Catherine Conway flying her Ventus 2cxT out of the Adelaide University Gliding Club airfield at Stonefield.

Catherine Conway flying her Ventus 2cxT out of the Adelaide University Gliding Club airfield at Stonefield.

It was a first date to remember.

The suitor picked up 20-year-old Catherine Conway, a student of computer science and applied maths, at 5am. They drove east towards the sunrise for five hours, from Adelaide to Mildura. There, they clambered into a two-person glider and were catapulted into the sky to spend the next seven minutes airborne, soaring on thermals.

Ms Conway had never flown before. Not even Qantas, let alone something without an engine.

“I was scared stiff,” she says. “It was the usual fear of the unknown: this is something high, this is something out there. I hung on pretty hard, like you might on a fairground ride.”

They landed, hopped back in the car for the return trip to the Adelaide University Gliding Club, aircraft in tow. “Then he took me out to the movies to see Top Gun,” she says, laughing.

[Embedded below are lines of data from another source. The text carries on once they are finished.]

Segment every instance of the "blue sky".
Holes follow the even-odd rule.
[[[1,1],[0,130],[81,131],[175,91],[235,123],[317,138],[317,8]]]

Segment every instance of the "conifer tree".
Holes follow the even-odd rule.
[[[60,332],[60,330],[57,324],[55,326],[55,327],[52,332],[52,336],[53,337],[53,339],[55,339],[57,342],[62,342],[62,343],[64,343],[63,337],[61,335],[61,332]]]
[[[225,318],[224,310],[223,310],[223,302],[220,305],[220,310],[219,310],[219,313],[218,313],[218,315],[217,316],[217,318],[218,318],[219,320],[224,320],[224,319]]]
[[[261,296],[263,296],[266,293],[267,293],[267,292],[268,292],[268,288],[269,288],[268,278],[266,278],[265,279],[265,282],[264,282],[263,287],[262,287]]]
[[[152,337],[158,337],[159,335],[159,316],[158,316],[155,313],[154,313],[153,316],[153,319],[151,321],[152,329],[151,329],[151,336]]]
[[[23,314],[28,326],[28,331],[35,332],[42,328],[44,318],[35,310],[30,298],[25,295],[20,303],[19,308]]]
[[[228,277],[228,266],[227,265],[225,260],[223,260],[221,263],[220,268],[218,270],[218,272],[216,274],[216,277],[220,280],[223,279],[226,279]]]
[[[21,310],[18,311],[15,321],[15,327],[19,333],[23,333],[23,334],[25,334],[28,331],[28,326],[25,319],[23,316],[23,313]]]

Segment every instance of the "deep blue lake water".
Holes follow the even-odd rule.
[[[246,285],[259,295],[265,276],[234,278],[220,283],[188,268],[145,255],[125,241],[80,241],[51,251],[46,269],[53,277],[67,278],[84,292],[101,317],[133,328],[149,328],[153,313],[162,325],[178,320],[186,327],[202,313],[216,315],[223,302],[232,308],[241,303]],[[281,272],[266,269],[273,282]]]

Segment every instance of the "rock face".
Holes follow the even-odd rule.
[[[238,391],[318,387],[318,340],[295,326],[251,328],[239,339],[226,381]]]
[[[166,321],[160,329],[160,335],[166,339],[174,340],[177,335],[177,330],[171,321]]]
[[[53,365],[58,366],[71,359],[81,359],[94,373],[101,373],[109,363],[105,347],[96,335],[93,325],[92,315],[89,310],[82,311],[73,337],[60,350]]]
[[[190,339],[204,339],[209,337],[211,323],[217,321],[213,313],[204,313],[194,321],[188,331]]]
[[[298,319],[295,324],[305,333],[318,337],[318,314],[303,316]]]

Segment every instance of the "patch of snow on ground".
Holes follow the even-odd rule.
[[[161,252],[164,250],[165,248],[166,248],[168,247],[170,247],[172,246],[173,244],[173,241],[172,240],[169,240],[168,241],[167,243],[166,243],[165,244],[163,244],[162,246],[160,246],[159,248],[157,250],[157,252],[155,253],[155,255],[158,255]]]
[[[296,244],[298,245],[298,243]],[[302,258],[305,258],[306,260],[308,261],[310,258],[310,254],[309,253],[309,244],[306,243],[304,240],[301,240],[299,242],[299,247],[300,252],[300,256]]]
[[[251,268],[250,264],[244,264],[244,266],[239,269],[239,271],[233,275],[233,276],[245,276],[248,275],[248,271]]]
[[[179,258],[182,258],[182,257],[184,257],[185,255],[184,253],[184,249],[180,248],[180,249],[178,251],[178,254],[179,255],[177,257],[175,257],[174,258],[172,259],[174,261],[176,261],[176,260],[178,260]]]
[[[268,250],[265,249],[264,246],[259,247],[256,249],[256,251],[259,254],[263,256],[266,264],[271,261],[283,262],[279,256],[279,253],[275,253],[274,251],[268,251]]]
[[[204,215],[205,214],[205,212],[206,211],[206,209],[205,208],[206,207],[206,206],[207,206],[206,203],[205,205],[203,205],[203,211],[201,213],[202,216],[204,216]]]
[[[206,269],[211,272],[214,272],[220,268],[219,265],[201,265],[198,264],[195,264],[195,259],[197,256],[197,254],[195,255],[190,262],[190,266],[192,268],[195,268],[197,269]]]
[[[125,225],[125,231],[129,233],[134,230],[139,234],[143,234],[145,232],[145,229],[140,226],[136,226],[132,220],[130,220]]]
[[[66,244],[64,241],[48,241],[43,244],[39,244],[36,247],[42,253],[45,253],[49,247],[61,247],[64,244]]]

The relationship lasted just months, but Ms Conway’s love affair with being airborne – specifically with gliding – blossomed.

Now at age 52, it is her work, passion, hobby, sport and passport to the world, affording her the privilege of surveying the most beautiful places from on high. It made her a teacher, a mentor and the mother of pilots.

And it’s the reason she’s on Monday’s Queen’s Birthday Honours List, as Catherine Conway OAM, recognised for ‘services to gliding’.

Full list of Queen’s Birthday honours recipients here

Her laundry list of ‘services’, paid and voluntary, includes membership for more than 30 years of the Adelaide University Gliding Club, where she’s president. She has skippered Australian teams to world championships and, with an evangelist’s zeal, has talked countless groundlings into giving gliding a go.

When her sons Michael, 23, and Peter, 20 – whose first flights were in utero and who both now study aeronautical engineering – joined the Air Force cadets, the organisation appealed for more ‘parent helpers’. Maybe they wanted mums to cook fundraising snags, but in Ms Conway they found a seasoned flight instructor and self-confessed fanatic, committed to the cause. She’s still a staff officer with the Gliding National Aviation Operation wing of the cadets.

It hasn’t been just about flight: Ms Conway pursued a career in engineering, co-founding telecommunications provider Agile with her glider buddy Simon Hackett, CEO of sustainable energy storage company Redflow.

But mostly, she concedes, it is about flight. She is a pilot for Airborne Research Australia and her sights are set on making the team for the 2020 Women’s World Championships, to be held in Australia.

As many other honours recipients might on Monday, Ms Conway feels surprised and proud, but almost embarrassed at being lauded for doing something that brings her such joy.

Glider flight harnesses her love of science – meteorology and aerodynamics – as she drifts across the landscape on rising thermals used by eagles. It fires her competitive spirit, but also offers peace and solitude and the chance to hone the art of flight.

She has soared over the Alps, the Rockies and glaciers of New Zealand and enjoyed memorable dinners with farmers after a surprise landing on their turf. And Ms Conway’s own ‘backyard’, too, has a raw, mesmerising beauty, stretching from the Riverland in one direction to the Flinders Ranges, edged with green in the cooler months.

“I’ve been afraid in the air, but don’t think I’ve ever been in danger,” she says.

“I think fear is just a normal human response to something new or something different.

“You fly in the mountains and you know you’ve got glide out there but you think … ‘I don’t want to get caught low’. To an extent, the day you get complacent about flying is the day you should give it up.”

Ms Conway is asked to describe the feel of gliding, for those unlikely to ever get off the ground.

“You can!” she says. “You should! Why not?”